What do propertystore.db and propertystore.db.strings store exactly?

200 views
Skip to first unread message

Zongheng Yang

unread,
Jul 16, 2015, 2:01:54 PM7/16/15
to ne...@googlegroups.com
Hi all,

Quick question: what do propertystore.db and propertystore.db.strings store, respectively?

My CSV headers look like these:

edges -- :START_ID, :END_ID, :TYPE, timestamp:LONG, attr
nodes -- :ID, name0, ..., name39

And propertystore.db totals 10GB, propertystore.db.strings totals 17GB.  I did a quick calculation, assuming those two files store serialized JVM Strings, all the node properties should total 6GB in memory, and all the edge properties should total 17GB in memory -- the first number doesn't match the size of propertystore.db, so I am a bit confused.

Thanks in advance,
Zongheng

Chris Vest

unread,
Jul 17, 2015, 8:56:11 AM7/17/15
to ne...@googlegroups.com
The propertystore.db file also has metadata about which entities a property belongs to, what the property names are, what type the value of a property has, and where to find the property values in cases where those are stored in other files such as propertystore.db.strings.

--
Chris Vest
System Engineer, Neo Technology
[ skype: mr.chrisvest, twitter: chvest ]


--
You received this message because you are subscribed to the Google Groups "Neo4j" group.
To unsubscribe from this group and stop receiving emails from it, send an email to neo4j+un...@googlegroups.com.
For more options, visit https://groups.google.com/d/optout.

Zongheng Yang

unread,
Jul 17, 2015, 11:20:08 AM7/17/15
to ne...@googlegroups.com
Thanks!  Some follow-ups: my current understanding is that,

(1) propertystore.db:  metadata (as you mentioned) + possibly inlined short strings/fields [otherwise, pointers]
(2) propertystore.db.strings:  long string properties

Does this sound right?  Also, node properties & relationship properties are interleaved and stored together in these files, right?
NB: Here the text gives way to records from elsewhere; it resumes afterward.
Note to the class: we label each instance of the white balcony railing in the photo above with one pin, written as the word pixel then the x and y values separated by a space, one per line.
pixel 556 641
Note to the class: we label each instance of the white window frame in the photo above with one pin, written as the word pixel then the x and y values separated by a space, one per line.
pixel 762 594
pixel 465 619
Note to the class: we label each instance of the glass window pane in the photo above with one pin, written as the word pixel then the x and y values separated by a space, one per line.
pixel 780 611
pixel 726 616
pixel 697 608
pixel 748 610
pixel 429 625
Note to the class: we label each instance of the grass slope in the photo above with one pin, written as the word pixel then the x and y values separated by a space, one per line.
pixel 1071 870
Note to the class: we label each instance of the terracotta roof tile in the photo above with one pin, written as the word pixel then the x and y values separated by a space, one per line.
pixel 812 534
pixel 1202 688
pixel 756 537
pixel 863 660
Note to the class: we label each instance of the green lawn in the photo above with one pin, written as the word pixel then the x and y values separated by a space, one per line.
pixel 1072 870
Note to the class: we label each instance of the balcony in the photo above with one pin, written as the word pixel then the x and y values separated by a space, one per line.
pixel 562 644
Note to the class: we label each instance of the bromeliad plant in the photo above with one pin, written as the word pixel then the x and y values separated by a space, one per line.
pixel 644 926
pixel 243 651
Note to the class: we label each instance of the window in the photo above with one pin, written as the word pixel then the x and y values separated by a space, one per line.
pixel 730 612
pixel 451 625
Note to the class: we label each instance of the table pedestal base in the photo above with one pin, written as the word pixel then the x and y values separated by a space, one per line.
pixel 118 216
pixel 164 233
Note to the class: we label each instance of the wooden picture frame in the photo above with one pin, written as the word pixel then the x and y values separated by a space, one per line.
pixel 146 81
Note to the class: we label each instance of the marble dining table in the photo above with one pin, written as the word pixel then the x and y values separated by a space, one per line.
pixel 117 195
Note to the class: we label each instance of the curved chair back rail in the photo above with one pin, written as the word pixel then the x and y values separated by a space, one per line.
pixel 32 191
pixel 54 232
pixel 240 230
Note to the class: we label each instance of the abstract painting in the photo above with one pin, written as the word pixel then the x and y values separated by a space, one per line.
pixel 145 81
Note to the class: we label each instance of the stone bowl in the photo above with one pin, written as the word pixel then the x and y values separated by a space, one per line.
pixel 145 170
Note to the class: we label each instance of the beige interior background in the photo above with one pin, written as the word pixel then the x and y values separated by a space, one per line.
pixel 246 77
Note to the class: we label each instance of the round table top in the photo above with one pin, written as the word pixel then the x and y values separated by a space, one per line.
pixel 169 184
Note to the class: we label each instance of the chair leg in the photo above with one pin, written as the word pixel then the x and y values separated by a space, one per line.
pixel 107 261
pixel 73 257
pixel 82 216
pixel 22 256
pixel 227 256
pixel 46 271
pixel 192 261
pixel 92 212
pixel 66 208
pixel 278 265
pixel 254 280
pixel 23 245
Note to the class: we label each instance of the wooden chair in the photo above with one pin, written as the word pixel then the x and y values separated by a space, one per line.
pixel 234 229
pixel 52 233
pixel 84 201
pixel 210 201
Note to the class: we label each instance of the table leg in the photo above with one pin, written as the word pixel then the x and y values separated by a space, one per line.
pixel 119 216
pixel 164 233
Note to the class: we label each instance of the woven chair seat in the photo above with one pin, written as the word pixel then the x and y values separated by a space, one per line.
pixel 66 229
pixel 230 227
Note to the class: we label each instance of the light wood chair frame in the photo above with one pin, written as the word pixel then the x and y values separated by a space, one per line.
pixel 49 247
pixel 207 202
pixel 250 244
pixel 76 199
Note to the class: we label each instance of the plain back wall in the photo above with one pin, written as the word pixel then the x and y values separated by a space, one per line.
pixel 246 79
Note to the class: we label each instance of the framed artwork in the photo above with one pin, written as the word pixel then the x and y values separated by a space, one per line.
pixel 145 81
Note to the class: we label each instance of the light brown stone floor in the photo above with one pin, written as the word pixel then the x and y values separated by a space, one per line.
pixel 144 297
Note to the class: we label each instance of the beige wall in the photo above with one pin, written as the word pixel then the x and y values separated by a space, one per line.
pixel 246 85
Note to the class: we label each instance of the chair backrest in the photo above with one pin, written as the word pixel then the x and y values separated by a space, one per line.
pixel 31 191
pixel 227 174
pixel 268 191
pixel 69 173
Lastly -- is everything in (1) and (2) deserialized JVM objects in raw bytes *or* just UTF-8 characters?  It could make a difference, since if neo4j needs to create a new String object out of the bytes read from these files, then the memory footprint could be larger than the on-disk file size due to object overhead.

Cheers,
Zongheng

You received this message because you are subscribed to a topic in the Google Groups "Neo4j" group.
To unsubscribe from this topic, visit https://groups.google.com/d/topic/neo4j/AUXL-Y8OTfw/unsubscribe.
To unsubscribe from this group and all its topics, send an email to neo4j+un...@googlegroups.com.

Chris Vest

unread,
Jul 18, 2015, 6:05:15 AM7/18/15
to ne...@googlegroups.com
Does this sound right?  Also, node properties & relationship properties are interleaved and stored together in these files, right?

Yes and yes.

Lastly -- is everything in (1) and (2) deserialized JVM objects in raw bytes *or* just UTF-8 characters?  It could make a difference, since if neo4j needs to create a new String object out of the bytes read from these files, then the memory footprint could be larger than the on-disk file size due to object overhead.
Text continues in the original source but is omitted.